Wie kann die Schule Schulangst vermeiden helfen?

  • Individuelle Leistungsdiagnostik
  • Kontinuierliche, konstruktive Rückmeldung, auch kleine Lernerfolge sichtbar machen;
  • Schullaufbahnberatung;
  • Kontinuierliche Überprüfung und Aufbau eines angemessenen Klassen- und Schulklimas (z.B. durch Klassenratssitzungen, regelmäßige Klassengespräche, ggf. sozialpädagogische Unterstützung);
  • Prävention und Intervention bei Gewalt und Mobbing (z.B. Streitschlichterausbildung);
  • konstruktive Zusammenarbeit mit Eltern und Elternberatung;
  • Einbeziehung von Netzwerkpartnern (z.B. Jugendamt);
  • Fehlzeiten wahrnehmen, Warnsignale beachten, auf Fehlzeiten frühzeitig reagieren;
  • Selbstkritische Reflexion der Lehrkräfte und ggf. Anpassung des eigenen Lehrerverhaltens

 

IV. Schulphobie

Die Ursachen der Schulverweigerung sind hier nicht primär in der Schule zu suchen. Die SchülerInnen leiden an starken Trennungsängsten und fürchten häufig, dass ihnen selbst oder den Eltern bzw. nahe stehenden Bezugspersonen etwas zustoßen könnte.


Häufig finden sich zudem folgende Merkmale:

  • Depressive Symptomatik;
  • Stimmungsschwankungen;
  • Körperliche Beschwerden ohne körperliche Ursachen und Trennungssituationen (etwa wenn das Kind die Schule besuchen soll);
  • die SchülerInnen fühlen sich häufig verantwortlich für das häusliche Geschehen


Wie kann die Schule mit Schulphobie umgehen?

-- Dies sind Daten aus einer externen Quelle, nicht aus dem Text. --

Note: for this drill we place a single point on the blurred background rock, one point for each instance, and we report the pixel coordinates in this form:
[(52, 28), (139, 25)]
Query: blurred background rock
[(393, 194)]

  • Leistungsdiagnostik zum Anschluss von Schulangst;
  • Enge Zusammenarbeit mit den Eltern (siehe nächster Abschnitt) und ggf. weiteren Netzwerkpartnern (z.B. Jugendamt);
  • Fehlzeiten wahrnehmen, Warnsignale beachten, auf Fehlzeiten frühzeitig reagieren (s. nächster Abschnitt);
  • Atteste/Schulbefreiungen von Ärzten kritisch hinterfragen (insbesondere bei gehäuftem Auftreten, siehe nächster Abschnitt).